In beide studies wordt bovendien benadrukt dat het absolute niveau van tal van emissies nog ver verwijderd is van het niveau dat nodig
wordt geacht voor een duurzame ontwikkeling. Deze constatering geldt ondermeer voor afval, broeikasgassen, verzuring en vermesting.
In dit licht gezien, moet de in de brief geformuleerde conditie dat “een absolute daling van milieubelastende emissies” noodzakelijk is,
worden bestempeld als een forse onderschatting van de uitdaging die het milieu stelt aan de aard van de economische ontwikkeling.
Kabinetsbeleid lost de dilemma’s niet op …
Theorie en empirie wijzen er dus op dat economische groei ‘niet vanzelf’ hand in hand gaat met een vermindering van de milieudruk. Om
een duurzame ontwikkeling te kunnen reealiseren zullen er keuzes moeten worden gemaakt over de aard van de economische groei.

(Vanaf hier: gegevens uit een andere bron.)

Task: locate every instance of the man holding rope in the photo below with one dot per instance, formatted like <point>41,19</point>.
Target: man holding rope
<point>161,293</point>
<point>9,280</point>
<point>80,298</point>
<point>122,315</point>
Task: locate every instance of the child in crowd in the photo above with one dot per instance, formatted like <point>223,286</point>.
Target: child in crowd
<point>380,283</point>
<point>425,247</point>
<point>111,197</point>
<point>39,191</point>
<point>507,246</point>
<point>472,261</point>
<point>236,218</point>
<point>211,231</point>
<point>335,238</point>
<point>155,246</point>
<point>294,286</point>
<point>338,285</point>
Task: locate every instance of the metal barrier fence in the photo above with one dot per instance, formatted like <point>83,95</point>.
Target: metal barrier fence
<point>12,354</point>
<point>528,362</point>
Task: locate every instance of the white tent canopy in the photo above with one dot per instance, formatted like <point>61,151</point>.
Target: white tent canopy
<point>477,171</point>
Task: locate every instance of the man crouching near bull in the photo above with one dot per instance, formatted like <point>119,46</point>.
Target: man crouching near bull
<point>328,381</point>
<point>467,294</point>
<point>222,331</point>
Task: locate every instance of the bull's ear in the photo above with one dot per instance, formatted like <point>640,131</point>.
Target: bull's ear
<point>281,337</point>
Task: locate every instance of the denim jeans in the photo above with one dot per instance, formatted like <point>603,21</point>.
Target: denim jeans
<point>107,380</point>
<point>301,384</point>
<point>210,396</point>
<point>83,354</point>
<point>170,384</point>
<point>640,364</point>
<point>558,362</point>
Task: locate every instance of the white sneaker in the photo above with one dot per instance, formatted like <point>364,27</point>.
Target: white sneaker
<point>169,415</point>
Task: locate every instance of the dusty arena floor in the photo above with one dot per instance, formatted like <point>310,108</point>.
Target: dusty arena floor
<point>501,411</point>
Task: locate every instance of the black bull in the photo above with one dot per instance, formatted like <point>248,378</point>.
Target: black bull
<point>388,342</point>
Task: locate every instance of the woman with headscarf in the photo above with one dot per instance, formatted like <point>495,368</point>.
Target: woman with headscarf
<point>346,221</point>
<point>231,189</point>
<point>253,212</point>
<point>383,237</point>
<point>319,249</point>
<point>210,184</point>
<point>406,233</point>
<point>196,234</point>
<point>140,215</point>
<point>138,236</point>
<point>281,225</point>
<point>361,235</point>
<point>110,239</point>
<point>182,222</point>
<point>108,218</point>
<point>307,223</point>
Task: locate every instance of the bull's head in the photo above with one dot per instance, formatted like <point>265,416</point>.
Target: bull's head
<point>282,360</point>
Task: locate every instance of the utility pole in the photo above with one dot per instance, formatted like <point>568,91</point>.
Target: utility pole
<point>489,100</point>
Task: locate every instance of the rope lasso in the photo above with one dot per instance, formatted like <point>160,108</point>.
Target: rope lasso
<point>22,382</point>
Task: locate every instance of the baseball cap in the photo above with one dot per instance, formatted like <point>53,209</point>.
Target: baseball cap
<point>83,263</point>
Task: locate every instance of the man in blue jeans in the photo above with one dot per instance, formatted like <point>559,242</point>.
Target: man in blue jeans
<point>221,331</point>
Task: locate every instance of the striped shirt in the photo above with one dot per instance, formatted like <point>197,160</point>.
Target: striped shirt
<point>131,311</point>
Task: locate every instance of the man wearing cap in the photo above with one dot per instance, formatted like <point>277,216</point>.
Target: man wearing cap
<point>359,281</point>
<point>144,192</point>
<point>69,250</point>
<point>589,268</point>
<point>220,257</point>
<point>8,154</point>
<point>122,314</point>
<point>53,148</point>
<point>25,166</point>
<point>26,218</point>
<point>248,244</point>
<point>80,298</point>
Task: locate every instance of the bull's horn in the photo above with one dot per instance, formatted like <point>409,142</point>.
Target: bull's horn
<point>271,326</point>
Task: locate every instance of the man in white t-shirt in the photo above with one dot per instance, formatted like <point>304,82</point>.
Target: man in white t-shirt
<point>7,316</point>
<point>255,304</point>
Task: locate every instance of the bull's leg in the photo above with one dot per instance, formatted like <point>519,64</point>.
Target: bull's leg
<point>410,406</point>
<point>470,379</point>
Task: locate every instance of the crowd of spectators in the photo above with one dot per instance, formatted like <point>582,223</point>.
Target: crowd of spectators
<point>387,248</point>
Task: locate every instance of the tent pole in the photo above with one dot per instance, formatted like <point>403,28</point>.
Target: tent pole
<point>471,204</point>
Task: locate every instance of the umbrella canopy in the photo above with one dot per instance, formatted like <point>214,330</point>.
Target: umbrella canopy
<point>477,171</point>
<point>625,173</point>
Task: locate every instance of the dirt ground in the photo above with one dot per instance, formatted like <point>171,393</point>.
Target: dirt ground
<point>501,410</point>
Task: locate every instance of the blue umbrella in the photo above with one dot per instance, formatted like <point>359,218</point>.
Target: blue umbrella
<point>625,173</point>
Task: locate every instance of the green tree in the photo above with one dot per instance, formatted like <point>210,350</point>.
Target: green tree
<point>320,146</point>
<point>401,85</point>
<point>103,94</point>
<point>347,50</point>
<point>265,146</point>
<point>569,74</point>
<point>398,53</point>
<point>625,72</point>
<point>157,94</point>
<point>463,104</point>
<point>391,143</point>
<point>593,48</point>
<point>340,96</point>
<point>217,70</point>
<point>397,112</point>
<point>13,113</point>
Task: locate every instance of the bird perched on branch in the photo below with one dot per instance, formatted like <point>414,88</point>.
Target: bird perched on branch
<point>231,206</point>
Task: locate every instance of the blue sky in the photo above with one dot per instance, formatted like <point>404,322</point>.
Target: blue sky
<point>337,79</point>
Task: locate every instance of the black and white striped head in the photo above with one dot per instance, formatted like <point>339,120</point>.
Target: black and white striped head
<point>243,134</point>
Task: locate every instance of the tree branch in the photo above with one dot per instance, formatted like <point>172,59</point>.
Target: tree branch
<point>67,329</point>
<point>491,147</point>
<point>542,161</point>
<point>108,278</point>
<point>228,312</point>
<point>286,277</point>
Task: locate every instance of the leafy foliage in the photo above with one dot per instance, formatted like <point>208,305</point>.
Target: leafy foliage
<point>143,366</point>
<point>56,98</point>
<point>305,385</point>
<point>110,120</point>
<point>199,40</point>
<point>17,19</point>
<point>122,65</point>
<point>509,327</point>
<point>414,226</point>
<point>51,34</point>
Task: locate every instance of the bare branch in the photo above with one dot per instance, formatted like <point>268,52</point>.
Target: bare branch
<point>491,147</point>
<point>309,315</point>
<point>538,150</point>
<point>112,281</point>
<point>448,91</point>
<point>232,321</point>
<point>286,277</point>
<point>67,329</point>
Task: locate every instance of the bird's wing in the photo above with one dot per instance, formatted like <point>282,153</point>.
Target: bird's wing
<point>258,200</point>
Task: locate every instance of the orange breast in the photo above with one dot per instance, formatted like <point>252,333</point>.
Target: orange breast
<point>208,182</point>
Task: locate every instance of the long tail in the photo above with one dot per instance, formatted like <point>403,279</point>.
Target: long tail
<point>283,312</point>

Maar
juist die keuzes blijven in de brief van het kabinet merendeels achterwege. Het kabinet voert ter verdediging aan dat het geen
maatregelen wil nemen ‘die belemmeringen oproepen voor meer fundamentele keuzes op langere termijn”. Maar zoals het kabinet zelf
aangeeft, betekent verantwoord beleid ook tijdig begonnen beleid. Een duurzame ontwikkeling van Nederland vereist op tal van terreinen
reeds nu het nemen van ingrijpende beslissingen. Door deze keuzes naar de toekomst te verschuiven, laadt het kabinet de verdenking op
zich met de geschetste dilemma’s niet goed raad te weten.

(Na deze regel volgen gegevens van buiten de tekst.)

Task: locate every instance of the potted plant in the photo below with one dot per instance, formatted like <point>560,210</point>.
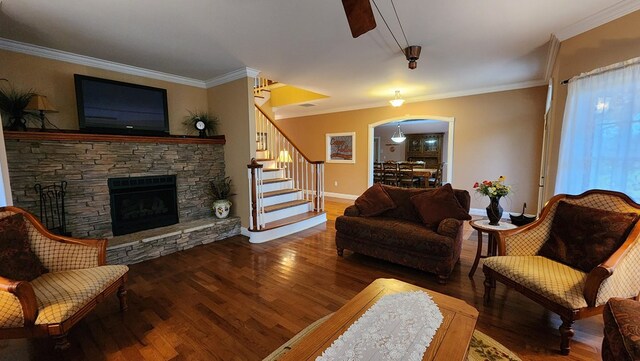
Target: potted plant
<point>13,102</point>
<point>221,191</point>
<point>203,122</point>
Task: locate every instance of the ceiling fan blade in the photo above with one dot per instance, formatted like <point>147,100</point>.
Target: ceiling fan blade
<point>359,15</point>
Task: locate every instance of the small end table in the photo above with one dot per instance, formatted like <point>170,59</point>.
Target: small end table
<point>492,246</point>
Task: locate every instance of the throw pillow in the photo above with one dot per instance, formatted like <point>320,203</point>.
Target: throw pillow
<point>17,261</point>
<point>374,201</point>
<point>583,237</point>
<point>436,205</point>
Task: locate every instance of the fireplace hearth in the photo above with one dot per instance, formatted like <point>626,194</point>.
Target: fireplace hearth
<point>139,203</point>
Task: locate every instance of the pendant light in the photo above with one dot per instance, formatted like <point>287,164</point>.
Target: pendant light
<point>398,136</point>
<point>397,101</point>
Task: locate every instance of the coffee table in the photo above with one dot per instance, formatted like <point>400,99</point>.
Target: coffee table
<point>450,343</point>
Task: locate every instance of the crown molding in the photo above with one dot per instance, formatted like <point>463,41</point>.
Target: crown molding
<point>554,48</point>
<point>611,13</point>
<point>60,55</point>
<point>231,76</point>
<point>462,93</point>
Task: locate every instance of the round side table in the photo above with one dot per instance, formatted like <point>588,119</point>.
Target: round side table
<point>483,226</point>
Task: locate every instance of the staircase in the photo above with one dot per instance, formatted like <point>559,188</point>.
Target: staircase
<point>287,188</point>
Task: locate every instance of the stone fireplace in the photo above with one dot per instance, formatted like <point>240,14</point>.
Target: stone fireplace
<point>139,203</point>
<point>87,162</point>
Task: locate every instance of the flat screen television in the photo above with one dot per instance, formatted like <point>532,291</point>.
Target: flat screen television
<point>113,107</point>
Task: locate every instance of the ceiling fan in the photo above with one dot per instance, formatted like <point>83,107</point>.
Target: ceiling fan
<point>360,16</point>
<point>361,20</point>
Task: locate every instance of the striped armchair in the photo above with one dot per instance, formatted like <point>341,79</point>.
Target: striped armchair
<point>76,281</point>
<point>567,291</point>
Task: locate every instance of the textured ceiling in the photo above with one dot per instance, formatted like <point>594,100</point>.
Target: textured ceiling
<point>467,45</point>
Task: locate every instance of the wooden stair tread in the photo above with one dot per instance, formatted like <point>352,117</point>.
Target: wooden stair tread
<point>275,180</point>
<point>279,192</point>
<point>284,205</point>
<point>290,220</point>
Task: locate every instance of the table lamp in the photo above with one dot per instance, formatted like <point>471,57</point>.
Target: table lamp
<point>40,103</point>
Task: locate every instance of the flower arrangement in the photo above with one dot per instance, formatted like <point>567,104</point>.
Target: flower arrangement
<point>495,188</point>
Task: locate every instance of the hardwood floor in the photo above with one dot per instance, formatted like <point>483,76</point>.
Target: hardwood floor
<point>232,300</point>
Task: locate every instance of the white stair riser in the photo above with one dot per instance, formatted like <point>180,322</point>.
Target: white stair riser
<point>274,174</point>
<point>287,212</point>
<point>268,164</point>
<point>277,186</point>
<point>269,201</point>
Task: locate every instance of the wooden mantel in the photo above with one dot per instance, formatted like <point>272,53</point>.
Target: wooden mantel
<point>86,137</point>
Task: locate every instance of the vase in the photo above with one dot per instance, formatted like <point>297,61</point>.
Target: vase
<point>221,208</point>
<point>494,211</point>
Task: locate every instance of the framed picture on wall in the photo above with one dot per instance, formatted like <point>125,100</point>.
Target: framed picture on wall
<point>341,147</point>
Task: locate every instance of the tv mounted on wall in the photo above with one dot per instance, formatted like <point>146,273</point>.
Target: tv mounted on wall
<point>113,107</point>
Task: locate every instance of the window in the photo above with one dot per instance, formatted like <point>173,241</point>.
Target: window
<point>600,142</point>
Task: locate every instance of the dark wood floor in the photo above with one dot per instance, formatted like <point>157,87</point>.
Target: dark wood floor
<point>232,300</point>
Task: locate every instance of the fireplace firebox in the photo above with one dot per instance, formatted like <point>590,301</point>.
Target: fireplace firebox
<point>139,203</point>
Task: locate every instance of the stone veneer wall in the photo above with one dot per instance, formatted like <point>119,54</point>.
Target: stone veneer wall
<point>86,166</point>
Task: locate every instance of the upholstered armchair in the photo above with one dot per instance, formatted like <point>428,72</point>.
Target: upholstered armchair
<point>582,251</point>
<point>70,278</point>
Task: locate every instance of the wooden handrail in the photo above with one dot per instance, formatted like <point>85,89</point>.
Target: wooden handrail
<point>286,137</point>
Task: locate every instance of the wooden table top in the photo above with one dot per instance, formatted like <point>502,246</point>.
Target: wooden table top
<point>450,342</point>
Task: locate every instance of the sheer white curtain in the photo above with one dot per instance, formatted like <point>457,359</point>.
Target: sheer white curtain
<point>600,142</point>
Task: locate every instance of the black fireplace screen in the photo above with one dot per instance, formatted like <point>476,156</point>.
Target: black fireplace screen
<point>139,203</point>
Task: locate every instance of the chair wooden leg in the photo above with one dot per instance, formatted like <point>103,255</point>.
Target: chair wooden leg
<point>442,279</point>
<point>122,296</point>
<point>566,333</point>
<point>489,285</point>
<point>62,342</point>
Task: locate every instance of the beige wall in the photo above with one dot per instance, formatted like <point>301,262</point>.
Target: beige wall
<point>54,79</point>
<point>607,44</point>
<point>495,134</point>
<point>233,105</point>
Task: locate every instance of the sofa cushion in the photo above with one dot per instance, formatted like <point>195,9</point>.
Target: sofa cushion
<point>584,237</point>
<point>61,294</point>
<point>396,234</point>
<point>621,330</point>
<point>449,227</point>
<point>437,205</point>
<point>374,201</point>
<point>550,279</point>
<point>17,260</point>
<point>401,198</point>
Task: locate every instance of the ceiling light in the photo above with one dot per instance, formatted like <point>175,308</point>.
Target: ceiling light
<point>397,101</point>
<point>413,54</point>
<point>398,136</point>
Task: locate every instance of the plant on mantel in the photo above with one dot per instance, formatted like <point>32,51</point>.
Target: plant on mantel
<point>13,103</point>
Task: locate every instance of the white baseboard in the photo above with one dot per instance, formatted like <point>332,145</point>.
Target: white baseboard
<point>265,236</point>
<point>341,195</point>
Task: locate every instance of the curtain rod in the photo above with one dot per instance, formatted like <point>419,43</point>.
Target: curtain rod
<point>616,66</point>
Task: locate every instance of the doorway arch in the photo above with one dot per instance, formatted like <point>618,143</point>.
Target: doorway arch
<point>370,131</point>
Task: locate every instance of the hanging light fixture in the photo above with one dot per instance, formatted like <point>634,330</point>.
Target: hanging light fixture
<point>398,136</point>
<point>397,101</point>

Zo wordt in de gehele brief letterlijk met geen woord gerept over de landbouwsector; toch een sector die een groot beslag legt op de
schaarse ruimte in Nederland en een sector die aanzienlijke milieuproblemen kent. Ook de economisch zwakke positie van vele
plattelandskernen, en de gevolgen daarvan voor mobiliteit (woon-werkverkeer) en leefbaarheid (verslechtering van voorzieningen),
komen in de brief niet aan bod. Hoewel het kabinet in de inleiding van de brief aangeeft dat de dilemma’s zijn gebaseerd op een
“diepgaande, brede analyse” en een toets van bestaande beleidsvisies, maakt de opsomming van de knelpunten in de toekomstige
ruimtelijk-economische structuur van Nederland een betrekkelijk willekeurige indruk.

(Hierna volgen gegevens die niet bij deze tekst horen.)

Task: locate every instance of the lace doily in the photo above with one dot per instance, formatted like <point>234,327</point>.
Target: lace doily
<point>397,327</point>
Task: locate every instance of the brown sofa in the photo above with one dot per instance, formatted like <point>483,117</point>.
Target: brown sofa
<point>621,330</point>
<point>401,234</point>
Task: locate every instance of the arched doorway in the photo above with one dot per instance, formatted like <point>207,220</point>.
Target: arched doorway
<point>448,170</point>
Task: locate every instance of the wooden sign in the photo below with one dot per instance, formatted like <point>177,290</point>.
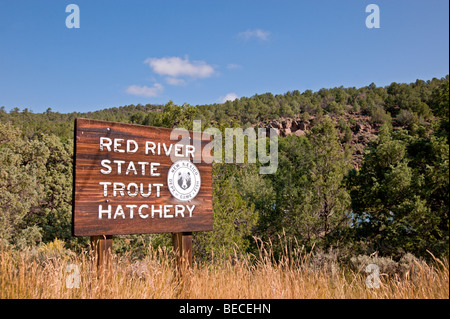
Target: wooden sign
<point>133,179</point>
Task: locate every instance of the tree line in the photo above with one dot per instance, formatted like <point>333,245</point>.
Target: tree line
<point>395,203</point>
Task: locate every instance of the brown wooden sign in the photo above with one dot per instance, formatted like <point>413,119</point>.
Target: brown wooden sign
<point>132,179</point>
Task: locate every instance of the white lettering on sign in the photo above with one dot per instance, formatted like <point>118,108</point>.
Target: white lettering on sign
<point>144,211</point>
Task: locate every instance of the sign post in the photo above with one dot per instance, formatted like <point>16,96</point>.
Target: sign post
<point>134,179</point>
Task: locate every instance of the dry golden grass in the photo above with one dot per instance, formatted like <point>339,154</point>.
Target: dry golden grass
<point>23,275</point>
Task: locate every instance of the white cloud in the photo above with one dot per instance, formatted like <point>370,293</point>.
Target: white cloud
<point>228,97</point>
<point>144,90</point>
<point>175,81</point>
<point>175,67</point>
<point>233,66</point>
<point>256,33</point>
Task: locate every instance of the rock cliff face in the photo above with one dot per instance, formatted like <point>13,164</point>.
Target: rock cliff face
<point>362,131</point>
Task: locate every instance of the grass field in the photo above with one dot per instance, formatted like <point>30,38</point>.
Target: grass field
<point>31,274</point>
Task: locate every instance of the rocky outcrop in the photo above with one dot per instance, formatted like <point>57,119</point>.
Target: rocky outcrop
<point>362,132</point>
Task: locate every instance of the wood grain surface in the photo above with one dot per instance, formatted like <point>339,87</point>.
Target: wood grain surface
<point>89,192</point>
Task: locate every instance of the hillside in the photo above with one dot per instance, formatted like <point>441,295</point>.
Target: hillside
<point>361,170</point>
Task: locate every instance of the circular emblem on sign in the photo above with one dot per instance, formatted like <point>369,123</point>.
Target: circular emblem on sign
<point>183,180</point>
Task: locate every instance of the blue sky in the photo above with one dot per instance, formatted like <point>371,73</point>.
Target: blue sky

… omdat er geen keuzes gemaakt worden
Wat er ontbreekt in de brief, is een analyse van het verband tussen de aard van de economische groei en de geschetste dilemma’s. Groei
gebaseerd op transport- en distributieactiviteiten heeft een ander effect op kwaliteitsaspecten als bereikbaarheid, werkgelegenheid en
milieu dan groei die voornamelijk steunt op bijvoorbeeld de landbouw- of de dienstensector. Met het overheidsbeleid oefent het kabinet
grote invloed uit op de economische structuur van Nederland. Dit beleid moet dus worden ingezet om een duurzame ontwikkeling te
realiseren. Het aanpakken van de verschillende dilemma’s die samenhangen met het groeistreven vereist onder andere aanzienlijke
investeringen in de ruimtelijke, economische, sociale en ecologische kwaliteit. Gerichte overheidsinvesteringen kunnen een krachtige
bijdrage leveren aan het stimuleren van die veranderingen in de economische structuur, die vanuit duurzaamheidsoogpunt gewenst zijn.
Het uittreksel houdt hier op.